Spike Protein Undeformable Motif shared by SARS-CoV-2 and SARS-CoV:
Flexible Conformations Predicted by using Deep Neural Network–based
Programs of Supersecondary Structure Codes
Abstract
A deep neural network-based program for sequence-based prediction of
supersecondary structure codes (SSSCs), called SSSCPrediction (SSSCPred)

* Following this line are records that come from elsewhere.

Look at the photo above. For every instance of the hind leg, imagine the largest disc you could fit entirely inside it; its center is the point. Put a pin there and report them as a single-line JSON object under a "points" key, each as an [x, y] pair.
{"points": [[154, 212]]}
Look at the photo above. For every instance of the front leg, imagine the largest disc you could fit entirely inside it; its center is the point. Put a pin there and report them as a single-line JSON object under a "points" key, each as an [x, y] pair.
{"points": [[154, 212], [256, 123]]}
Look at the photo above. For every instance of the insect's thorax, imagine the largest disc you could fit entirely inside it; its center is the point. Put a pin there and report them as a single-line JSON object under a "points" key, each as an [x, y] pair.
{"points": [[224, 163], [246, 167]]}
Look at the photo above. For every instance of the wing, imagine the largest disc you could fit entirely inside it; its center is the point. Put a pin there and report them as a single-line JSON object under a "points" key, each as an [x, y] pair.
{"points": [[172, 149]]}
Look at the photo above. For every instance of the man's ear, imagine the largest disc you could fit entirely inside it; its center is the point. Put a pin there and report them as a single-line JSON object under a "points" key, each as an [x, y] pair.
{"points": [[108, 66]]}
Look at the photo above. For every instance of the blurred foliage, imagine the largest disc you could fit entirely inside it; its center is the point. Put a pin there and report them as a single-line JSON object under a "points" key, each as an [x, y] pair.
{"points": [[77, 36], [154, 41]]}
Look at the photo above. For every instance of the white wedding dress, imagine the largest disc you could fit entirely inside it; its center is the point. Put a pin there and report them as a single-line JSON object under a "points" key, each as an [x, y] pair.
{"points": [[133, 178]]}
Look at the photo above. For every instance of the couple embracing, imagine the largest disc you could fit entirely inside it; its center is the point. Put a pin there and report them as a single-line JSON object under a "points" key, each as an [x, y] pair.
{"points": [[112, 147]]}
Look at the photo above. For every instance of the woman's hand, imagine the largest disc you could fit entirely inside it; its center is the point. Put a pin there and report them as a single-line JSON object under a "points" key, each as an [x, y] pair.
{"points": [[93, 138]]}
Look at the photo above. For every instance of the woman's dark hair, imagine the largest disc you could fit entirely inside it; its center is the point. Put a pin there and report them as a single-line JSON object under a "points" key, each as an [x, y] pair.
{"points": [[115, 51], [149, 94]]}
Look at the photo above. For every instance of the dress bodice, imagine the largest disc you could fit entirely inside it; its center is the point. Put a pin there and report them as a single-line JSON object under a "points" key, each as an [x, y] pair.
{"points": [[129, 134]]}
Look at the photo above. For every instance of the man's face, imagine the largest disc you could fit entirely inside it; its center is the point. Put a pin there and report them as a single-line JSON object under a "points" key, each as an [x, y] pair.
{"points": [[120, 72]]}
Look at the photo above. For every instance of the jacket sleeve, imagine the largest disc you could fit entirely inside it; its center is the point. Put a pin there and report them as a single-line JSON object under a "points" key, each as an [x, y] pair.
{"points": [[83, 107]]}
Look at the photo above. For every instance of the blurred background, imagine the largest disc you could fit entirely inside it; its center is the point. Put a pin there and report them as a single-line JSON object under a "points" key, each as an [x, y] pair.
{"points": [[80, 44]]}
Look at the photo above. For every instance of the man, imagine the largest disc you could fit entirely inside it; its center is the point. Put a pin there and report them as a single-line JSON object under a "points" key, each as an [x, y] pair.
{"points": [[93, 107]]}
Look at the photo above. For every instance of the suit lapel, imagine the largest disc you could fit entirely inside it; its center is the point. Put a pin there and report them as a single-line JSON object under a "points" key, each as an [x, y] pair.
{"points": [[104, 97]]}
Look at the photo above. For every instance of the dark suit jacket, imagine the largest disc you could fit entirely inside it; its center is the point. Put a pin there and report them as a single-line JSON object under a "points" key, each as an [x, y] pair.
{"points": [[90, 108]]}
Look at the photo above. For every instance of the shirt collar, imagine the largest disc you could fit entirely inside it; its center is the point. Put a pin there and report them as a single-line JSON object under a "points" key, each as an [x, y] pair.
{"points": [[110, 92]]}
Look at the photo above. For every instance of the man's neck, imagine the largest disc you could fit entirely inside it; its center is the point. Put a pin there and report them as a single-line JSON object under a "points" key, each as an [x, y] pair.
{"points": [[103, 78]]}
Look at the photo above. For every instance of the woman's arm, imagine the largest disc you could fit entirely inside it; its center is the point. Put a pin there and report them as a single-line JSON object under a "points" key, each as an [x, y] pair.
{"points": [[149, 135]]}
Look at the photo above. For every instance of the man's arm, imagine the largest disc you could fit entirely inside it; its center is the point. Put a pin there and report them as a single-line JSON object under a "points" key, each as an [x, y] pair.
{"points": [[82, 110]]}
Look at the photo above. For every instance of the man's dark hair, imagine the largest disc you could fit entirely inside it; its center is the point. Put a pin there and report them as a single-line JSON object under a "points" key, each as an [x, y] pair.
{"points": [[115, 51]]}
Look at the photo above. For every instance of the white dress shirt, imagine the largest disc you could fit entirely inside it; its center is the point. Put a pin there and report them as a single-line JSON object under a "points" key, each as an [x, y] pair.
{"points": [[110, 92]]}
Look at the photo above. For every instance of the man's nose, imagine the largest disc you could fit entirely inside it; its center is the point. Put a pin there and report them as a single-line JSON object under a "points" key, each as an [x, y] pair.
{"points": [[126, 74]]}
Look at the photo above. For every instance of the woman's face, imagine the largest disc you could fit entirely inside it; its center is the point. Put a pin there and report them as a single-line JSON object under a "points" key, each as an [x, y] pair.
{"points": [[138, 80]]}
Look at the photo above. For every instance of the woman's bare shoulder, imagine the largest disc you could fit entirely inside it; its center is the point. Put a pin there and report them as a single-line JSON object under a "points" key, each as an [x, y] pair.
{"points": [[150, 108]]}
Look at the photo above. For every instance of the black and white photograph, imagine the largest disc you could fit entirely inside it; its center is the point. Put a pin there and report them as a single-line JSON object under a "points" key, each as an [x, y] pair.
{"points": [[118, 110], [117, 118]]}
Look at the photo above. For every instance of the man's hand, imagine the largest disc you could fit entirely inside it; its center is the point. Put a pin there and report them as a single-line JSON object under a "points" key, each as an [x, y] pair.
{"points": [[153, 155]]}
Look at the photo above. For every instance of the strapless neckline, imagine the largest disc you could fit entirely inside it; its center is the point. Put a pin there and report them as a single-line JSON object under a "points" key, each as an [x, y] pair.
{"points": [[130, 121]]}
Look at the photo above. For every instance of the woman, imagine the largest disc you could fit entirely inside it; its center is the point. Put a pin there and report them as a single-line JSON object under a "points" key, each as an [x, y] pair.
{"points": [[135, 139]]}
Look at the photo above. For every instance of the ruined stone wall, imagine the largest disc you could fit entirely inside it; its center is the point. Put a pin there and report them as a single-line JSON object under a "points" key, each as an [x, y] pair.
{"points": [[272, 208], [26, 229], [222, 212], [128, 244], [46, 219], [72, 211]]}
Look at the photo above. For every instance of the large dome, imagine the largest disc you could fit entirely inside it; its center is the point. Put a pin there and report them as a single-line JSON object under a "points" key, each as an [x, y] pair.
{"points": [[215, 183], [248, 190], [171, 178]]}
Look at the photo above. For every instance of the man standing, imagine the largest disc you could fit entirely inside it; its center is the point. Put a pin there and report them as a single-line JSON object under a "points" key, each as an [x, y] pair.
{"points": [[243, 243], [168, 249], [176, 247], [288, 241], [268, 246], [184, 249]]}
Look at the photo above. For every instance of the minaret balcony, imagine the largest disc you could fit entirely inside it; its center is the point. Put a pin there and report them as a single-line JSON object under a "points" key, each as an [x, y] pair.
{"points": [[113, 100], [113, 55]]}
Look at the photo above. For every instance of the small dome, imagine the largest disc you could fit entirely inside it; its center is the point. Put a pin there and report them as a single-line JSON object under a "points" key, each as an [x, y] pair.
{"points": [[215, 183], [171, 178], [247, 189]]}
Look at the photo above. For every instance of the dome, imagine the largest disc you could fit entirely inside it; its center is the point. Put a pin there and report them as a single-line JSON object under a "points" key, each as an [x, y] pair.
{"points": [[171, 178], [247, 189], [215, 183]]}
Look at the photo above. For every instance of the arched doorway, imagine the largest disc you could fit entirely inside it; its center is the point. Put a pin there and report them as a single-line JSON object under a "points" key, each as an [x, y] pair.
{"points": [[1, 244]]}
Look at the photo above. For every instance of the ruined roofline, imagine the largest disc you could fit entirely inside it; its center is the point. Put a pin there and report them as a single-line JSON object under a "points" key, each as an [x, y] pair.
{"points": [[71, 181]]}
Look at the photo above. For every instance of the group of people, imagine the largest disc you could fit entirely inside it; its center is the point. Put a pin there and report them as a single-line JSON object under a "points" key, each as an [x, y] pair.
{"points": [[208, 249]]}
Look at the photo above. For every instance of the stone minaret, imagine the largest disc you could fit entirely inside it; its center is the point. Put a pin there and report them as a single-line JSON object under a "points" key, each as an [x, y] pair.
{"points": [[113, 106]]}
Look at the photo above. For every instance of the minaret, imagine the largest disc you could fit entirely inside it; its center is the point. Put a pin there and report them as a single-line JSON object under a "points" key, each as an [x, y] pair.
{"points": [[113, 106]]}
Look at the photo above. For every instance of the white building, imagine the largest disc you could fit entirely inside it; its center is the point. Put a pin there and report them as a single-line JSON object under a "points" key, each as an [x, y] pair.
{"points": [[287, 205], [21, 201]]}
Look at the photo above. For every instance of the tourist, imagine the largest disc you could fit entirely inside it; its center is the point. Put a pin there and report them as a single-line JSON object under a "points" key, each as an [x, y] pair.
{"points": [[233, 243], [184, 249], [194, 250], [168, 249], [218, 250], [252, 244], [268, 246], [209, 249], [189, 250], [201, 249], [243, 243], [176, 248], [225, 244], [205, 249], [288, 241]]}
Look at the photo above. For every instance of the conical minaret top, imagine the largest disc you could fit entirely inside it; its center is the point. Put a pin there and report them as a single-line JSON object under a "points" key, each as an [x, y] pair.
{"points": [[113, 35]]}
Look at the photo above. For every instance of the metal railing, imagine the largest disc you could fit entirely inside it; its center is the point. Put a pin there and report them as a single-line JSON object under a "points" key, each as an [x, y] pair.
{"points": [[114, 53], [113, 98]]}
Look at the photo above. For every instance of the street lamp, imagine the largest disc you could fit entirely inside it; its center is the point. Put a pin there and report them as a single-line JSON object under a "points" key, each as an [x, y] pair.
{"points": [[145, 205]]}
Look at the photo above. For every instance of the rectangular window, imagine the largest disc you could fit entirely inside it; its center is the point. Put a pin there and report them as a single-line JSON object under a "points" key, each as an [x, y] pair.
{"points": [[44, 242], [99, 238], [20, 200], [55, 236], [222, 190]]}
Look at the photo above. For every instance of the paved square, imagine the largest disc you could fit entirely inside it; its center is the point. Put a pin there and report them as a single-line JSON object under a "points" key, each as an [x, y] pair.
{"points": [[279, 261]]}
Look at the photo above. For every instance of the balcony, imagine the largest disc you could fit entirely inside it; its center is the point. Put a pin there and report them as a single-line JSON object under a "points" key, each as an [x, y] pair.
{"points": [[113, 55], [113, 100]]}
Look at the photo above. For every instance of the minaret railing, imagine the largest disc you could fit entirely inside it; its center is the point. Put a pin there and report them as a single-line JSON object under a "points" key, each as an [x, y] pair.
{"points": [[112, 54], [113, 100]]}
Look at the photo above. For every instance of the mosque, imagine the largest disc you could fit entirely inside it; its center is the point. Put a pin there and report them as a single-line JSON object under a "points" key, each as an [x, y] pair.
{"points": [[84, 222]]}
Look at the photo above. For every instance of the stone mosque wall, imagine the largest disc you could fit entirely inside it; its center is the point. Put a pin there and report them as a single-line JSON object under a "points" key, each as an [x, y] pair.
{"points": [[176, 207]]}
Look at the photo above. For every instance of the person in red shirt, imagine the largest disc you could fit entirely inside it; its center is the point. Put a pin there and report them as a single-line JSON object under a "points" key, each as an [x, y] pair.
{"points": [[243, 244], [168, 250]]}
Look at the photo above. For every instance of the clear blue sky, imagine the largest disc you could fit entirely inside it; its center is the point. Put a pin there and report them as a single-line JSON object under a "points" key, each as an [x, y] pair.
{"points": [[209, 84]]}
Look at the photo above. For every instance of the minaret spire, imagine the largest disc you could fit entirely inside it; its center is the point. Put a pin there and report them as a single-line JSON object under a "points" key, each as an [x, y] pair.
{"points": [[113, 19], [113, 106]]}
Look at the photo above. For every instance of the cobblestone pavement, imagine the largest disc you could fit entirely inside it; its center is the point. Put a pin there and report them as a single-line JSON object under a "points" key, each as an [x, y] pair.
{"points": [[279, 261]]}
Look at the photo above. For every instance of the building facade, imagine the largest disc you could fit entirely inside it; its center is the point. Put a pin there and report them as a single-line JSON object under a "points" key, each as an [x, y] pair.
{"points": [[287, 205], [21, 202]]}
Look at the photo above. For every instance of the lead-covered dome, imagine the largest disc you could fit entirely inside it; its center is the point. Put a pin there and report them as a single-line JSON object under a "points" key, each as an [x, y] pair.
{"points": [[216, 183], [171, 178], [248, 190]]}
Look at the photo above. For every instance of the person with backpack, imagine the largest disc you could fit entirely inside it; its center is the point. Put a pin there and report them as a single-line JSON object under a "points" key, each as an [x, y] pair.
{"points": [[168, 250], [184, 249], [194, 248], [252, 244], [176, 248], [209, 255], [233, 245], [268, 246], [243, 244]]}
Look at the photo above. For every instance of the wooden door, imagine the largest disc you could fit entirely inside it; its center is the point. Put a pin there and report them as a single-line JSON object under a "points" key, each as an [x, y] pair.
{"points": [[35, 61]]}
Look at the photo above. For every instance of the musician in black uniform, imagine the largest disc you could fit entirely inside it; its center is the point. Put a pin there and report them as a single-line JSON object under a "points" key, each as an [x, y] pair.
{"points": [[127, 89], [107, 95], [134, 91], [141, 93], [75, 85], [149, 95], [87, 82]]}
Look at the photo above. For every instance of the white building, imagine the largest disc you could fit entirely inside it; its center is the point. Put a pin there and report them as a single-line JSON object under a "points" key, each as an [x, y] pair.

was constructed. Furthermore, to predict the flexibility and
conformational change of proteins, a comparison program of three
deep-neural-network-based prediction systems (SSSCPred200, SSSCPred100,
and SSSCPred) was developed. I compared the predicted and observed
flexible conformations of SARS-CoV-2 and SARS-CoV spike proteins by
using SSSCs and the comparison program. The SARS-CoV SSSC sequences of
the receptor-binding motif predicted by the three
deep-neural-network-based systems well reproduced those of the Protein
Data Bank (PDB) data, including the structured loops. In contrast, the
receptor-binding motif SSSCs of SARS-CoV-2 differs greatly from those of
SARS-CoV, with that of SARS-CoV-2 being more flexible. Only one common
identical motif (SSSC: SSSHSSHHHH) among all of the compared SSSC
sequences, including predicted and observed ones, was found at the S2
subunit. This motif has an extremely rare and relatively undeformable
conformation. The comparison program may be helpful to explore
undeformable drug discovery targets of many unsolved protein structures.